SANTA MARTA, Colombia - After flying over blackened coca fields,
White House drug czar John Walters conceded that seizing cocaine,
destroying coca crops and locking up drug traffickers in Colombia has
had little impact on the flow of cocaine on U.S. streets.

But in an interview with the Associated Press, Walters nevertheless
insisted that Washington must stay the course with so-called Plan
Colombia, a $3.3 billion, five-year program mainly to train, equip and
provide intelligence to Colombian forces spearheading the war on drugs.

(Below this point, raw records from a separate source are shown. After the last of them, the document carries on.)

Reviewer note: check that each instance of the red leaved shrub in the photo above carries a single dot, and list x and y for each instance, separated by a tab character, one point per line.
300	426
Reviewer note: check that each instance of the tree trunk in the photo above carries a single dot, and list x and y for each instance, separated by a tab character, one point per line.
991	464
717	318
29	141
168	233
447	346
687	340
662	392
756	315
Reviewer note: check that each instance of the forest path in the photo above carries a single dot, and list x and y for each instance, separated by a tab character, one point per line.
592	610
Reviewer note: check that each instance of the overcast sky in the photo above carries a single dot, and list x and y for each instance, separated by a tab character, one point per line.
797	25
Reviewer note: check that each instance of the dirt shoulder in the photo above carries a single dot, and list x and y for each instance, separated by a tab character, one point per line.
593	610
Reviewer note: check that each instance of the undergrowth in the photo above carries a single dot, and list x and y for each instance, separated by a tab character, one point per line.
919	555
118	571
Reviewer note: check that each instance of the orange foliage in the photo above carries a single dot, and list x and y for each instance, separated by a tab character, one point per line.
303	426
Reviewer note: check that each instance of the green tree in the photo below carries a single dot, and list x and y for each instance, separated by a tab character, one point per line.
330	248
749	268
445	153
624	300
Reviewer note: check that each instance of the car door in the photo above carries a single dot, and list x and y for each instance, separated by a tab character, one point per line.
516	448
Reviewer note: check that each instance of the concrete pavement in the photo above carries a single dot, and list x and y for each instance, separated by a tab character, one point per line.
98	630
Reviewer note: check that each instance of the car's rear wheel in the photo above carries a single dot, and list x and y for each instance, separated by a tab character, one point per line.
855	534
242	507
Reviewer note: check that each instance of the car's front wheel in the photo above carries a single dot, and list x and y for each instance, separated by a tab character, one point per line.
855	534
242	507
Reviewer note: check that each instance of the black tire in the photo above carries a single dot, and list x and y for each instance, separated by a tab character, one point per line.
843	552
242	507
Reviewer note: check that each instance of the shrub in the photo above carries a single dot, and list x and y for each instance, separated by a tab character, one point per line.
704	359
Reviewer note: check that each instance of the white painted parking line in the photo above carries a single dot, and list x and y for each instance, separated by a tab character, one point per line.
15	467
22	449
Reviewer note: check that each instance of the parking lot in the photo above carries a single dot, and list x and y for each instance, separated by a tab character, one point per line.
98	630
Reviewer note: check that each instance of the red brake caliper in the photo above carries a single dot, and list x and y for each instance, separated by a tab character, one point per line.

``We have a history in the United States of not following through on
programs like this,'' Walters said late Wednesday at an anti-narcotics
police base near this coastal city.

Thursday in Mexico City, he said drug raids and eradication efforts in
Latin America would probably reduce cocaine supplies in U.S. cities
within a year and would eventually force the purity of drugs on the
streets to drop.

In Colombia, a renegade right-wing militia said Thursday that it was
prepared to enter a government-secured zone and eventually disarm,
bowing to an ultimatum delivered by President Álvaro Uribe Vélez.

The Self-Defense Forces of Casanare, known as the ACC, has been
involved in heavy fighting with a rival outlawed paramilitary group in
the eastern Casanare region. The fighting has killed dozens of people
and forced hundreds from their homes in the past month.

Paramilitary forces were created in the 1980s by landowners to battle
Marxist rebels. But they quickly became a powerful cocaine-trafficking
enterprise responsible for countless massacres and other atrocities.